With well researched prescription anti-depressants available is seems best for consumers to pursue these safer chemicals, which have been proven effective, then risk facing the uncertain and potentially fatal side effects of St John’s Wort, which has not been proven to provide relief from depression. Works CitedBouchnez, Colette “Curb Herbs Before Surgery” USA Today 10 July 2001 Castleman, Michael The Healing Herbs: The Ultimate Guide to the Curative Power of Nature’s Medicines. Emmaus, Pennsylvania: Artemis Press, 1991 Fisch man, Josh ” Herbs and Prescriptions Can Make a Deadly Mixture” Us News”5 January, 2000 Linde, Klaus, Gilbert Ramirez, et al. “St John’s wort for depression – an overview and meta-analysis of randomized clinical trials” British Medical Journal 3 August 1996: No. 7052 Volume 313″Popular Herb May Weaken the ‘pill'” MSNBC web Reichert, R. , “St.

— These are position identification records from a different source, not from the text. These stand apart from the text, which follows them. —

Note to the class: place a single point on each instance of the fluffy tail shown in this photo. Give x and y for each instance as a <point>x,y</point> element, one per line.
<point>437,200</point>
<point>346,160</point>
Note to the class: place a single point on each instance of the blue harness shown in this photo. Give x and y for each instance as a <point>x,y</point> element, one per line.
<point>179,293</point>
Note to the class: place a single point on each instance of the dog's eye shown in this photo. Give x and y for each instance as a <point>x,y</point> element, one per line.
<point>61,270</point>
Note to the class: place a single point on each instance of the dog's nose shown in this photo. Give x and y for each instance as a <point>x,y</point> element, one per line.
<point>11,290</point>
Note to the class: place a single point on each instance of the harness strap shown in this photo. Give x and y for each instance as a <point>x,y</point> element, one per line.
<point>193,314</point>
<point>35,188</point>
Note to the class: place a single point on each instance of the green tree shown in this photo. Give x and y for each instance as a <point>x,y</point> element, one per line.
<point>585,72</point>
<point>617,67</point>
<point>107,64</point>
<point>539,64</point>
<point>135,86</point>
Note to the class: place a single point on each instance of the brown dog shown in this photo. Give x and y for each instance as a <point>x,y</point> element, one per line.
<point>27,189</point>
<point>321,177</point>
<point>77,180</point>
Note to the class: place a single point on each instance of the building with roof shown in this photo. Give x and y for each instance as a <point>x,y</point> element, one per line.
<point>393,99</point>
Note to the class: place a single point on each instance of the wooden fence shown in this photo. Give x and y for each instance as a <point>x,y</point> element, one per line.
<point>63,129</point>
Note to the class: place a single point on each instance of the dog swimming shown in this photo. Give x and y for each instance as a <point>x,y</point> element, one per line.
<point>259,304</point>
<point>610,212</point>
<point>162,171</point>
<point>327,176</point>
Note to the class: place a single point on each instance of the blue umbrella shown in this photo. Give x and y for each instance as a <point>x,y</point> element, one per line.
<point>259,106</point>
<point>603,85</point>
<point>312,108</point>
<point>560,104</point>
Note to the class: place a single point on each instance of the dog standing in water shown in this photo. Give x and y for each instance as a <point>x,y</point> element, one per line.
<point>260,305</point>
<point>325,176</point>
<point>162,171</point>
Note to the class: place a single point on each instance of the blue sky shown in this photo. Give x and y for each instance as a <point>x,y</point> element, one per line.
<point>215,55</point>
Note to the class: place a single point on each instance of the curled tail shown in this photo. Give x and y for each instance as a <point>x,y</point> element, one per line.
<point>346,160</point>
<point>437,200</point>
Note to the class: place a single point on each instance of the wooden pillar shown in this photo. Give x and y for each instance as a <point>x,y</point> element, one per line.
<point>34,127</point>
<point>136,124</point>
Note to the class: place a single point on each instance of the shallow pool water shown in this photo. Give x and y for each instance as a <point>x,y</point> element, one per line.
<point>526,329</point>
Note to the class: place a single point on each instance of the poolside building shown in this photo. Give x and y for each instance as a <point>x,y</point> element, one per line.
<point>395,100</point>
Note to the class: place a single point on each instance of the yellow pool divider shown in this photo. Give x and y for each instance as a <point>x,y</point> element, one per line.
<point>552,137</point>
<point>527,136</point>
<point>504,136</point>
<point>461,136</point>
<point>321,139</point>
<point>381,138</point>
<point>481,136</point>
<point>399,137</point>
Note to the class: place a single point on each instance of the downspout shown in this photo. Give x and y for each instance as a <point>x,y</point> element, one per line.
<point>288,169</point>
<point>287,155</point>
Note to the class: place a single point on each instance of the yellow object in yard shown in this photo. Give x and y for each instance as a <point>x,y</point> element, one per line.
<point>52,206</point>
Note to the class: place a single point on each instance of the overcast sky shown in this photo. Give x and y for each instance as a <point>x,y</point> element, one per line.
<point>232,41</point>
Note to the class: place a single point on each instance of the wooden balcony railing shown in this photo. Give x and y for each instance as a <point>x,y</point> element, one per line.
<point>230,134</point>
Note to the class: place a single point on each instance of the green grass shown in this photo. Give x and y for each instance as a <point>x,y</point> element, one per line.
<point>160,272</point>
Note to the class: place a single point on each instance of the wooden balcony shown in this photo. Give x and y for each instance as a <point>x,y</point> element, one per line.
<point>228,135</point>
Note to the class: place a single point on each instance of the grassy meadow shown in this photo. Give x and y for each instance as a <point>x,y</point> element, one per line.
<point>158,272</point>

John’s Wort for depression” Quarterly Review of National Medicine Spring, 1994 Shelton RC, Keller MB, Glen berg A, et al ” Effectiveness of St, John’s Wort in Major Depression: A Randomized Controlled Trial” Journal of the American Medical Association 18 April 2001: Volume 285, Number 15 Spake, Amanda ” Natural Hazards” US News 2 December, 2001″St. John’s Wort’s Benefits Questioned” MSNBC web Susan m> RN, Gary N. Barone, MD, et al ” St John’s Wort: A Hidden Risk for Transplant Patients” Medscape Online Medical Journal web Food and Drug Administration Web sight web.